Gravesite – Lincoln-Noyes Cemetery, Greensboro
Dick Harter, Westmore
Harter’s parents, “Doc” and Peg Harter, ran the Songadeewin camp on Lake Willoughby. Dick Harter would become a legendary basketball coach on the college level for the University of Oregon and other schools and in the professional ranks for the NBA’s Boston Celtics, Charlotte Hornets, Detroit Pistons, Indiana Pacers, New York Knicks, Philadelphia 76ers and Portland Trail Blazers.
Gravesite – Lakeview Cemetery, Westmore
Jim Jeffords, North Shrewsbury
Jeffords was a popular member of Congress and later U.S. senator from Vermont who was little known outside of his home state. That changed in 2001 when the Rutland native, at odds with the policies of Republican President George W. Bush, left the Republican party and became an independent, altering the majority in the U.S. Senate.
Gravesite – Northern Cemetery, North Shrewsbury
Frances Parkinson Keyes, Coventry
A Virginia native, Keyes would move with her family to New England, splitting her time between Boston and Vermont. Though obscure now, Keyes (rhymes with “prize”) was a popular author in the early-to-mid-20th century, with works including the novels “Old Gray Homestead” and “The River Road” and numerous books and articles about her life as the wife of U.S. Sen. Henry Keyes of New Hampshire.
Gravesite – Oxbow Cemetery, Newbury
Justin Morgan, Randolph
Morgan was something of a polymath, renowned both as a composer and a horse breeder. The latter gained him lasting fame, as he’s credited with establishing the first American horse breed, the Morgan horse, immortalized in the book and Disney film “Justin Morgan Had a Horse.”
Gravesite – Randolph Center Cemetery
The gravesite of 19th-century U.S. Sen. Justin Smith Morrill in Strafford Cemetery, shown Aug. 10, 2024.

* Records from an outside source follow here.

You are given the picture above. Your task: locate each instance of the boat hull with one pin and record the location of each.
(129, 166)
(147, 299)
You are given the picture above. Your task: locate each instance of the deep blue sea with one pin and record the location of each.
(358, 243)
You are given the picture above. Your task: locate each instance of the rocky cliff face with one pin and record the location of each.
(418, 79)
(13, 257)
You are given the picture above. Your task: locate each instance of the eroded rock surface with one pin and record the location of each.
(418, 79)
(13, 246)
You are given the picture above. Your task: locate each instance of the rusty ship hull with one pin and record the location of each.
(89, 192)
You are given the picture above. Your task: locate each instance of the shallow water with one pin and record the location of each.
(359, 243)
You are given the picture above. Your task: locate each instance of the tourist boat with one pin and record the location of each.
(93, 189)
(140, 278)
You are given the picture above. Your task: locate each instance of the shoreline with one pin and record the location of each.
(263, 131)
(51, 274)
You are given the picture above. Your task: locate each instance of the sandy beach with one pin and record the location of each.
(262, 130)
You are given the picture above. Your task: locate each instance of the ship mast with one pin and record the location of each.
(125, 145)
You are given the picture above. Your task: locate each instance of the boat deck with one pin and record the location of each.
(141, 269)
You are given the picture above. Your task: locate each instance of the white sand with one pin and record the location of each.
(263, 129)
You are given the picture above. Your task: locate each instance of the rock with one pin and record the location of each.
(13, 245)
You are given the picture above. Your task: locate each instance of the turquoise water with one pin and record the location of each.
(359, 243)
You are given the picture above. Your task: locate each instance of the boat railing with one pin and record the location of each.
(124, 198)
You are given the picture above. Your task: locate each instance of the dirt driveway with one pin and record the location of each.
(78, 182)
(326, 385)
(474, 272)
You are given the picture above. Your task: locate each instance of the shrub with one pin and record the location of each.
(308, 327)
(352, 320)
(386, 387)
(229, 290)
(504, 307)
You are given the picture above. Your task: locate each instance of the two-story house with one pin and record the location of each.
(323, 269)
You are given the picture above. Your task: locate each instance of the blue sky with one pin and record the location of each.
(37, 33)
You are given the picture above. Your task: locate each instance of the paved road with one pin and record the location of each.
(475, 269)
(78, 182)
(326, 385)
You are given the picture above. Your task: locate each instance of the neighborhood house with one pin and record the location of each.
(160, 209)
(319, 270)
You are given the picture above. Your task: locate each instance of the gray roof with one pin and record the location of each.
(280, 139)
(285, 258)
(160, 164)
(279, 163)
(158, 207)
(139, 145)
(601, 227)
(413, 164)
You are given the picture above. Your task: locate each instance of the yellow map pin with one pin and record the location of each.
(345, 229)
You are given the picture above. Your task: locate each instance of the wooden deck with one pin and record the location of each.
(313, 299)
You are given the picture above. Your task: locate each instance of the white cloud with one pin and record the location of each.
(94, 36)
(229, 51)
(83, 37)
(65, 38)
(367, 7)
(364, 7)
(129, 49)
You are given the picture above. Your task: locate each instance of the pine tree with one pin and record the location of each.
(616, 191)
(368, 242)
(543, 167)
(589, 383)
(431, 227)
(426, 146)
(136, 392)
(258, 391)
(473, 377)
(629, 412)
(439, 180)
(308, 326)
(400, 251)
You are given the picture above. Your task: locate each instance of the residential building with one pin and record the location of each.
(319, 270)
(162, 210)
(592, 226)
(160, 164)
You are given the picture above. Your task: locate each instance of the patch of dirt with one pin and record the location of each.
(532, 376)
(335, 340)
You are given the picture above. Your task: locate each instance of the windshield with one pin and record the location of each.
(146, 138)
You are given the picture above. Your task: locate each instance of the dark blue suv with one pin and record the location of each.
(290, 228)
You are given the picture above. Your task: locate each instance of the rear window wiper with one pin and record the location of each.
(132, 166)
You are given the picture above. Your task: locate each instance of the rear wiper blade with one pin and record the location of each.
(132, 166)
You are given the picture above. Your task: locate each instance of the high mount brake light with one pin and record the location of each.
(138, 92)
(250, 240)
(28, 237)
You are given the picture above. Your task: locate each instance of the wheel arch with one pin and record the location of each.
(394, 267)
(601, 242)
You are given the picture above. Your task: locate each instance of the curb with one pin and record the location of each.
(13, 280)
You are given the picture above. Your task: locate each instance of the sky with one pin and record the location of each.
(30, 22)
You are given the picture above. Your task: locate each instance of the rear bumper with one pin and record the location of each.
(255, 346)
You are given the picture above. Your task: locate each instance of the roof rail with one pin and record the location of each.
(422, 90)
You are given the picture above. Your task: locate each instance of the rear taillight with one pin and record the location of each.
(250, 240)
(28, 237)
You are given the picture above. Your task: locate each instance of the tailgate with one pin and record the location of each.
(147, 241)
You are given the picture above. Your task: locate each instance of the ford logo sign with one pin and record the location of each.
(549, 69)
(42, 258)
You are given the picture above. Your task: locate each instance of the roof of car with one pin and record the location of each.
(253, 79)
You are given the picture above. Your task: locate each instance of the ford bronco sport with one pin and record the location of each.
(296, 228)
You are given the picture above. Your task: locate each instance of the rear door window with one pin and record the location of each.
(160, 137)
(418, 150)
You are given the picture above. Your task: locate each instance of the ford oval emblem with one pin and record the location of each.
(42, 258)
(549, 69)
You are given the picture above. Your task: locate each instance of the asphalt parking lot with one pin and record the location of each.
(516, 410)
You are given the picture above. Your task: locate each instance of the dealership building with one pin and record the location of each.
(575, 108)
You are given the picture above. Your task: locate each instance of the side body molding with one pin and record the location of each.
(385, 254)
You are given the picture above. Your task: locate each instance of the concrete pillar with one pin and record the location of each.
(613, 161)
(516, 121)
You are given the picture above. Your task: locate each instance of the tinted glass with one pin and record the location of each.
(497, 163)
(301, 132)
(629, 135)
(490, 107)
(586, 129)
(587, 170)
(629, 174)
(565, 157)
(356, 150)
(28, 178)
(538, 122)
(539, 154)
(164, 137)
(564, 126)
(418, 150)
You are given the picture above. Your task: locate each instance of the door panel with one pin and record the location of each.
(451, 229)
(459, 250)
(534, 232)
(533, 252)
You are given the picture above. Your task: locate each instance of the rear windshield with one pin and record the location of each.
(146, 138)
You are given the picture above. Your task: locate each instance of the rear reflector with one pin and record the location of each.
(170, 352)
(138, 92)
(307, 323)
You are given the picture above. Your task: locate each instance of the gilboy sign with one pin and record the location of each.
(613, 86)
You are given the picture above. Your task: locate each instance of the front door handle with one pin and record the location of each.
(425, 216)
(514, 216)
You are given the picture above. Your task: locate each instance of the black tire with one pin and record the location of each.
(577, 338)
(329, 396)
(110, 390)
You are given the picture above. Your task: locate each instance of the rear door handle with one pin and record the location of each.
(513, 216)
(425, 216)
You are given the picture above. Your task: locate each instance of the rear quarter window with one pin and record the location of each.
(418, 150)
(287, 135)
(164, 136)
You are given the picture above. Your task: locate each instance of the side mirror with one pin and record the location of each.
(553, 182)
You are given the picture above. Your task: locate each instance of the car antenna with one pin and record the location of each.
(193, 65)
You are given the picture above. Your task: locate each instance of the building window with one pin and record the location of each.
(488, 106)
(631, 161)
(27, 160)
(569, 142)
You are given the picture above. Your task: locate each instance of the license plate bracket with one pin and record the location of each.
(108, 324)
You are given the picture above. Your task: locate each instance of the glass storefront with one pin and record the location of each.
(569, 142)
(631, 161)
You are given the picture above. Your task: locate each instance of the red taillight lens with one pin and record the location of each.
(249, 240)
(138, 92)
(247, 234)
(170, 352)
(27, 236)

Justin Smith Morrill, Strafford
Not to be confused with Justin Morgan, Justin Morrill was a U.S. senator from Vermont best known for establishing the Morrill Land-Grant Acts that led to the establishment of more than 100 colleges and universities. He is, however, no longer the most-famous native son of Strafford now that Noah Kahan has become a pop-music megastar.
Gravesite – Strafford Cemetery
Lucy Terry Prince, Guilford
Born in 1724 before the United States existed, Lucy Terry Prince has received renewed interest of late, including in the new film “Lost Nation” by Vermont director Jay Craven. Prince is regarded as the writer of the oldest-known work of literature by an African-American writer for her ballad poem “Bars Fight.”
Gravesite – Prince Family Burial Ground, Guilford
Rudolf Serkin, Guilford
Saul Bellow (see above) was an admirer of this world-renowned pianist who was born in what’s now the Czech Republic and co-founded the Marlboro Music School and Festival in southern Vermont. His son, Peter, and grandson David Ludwig would follow in his classical-music footsteps.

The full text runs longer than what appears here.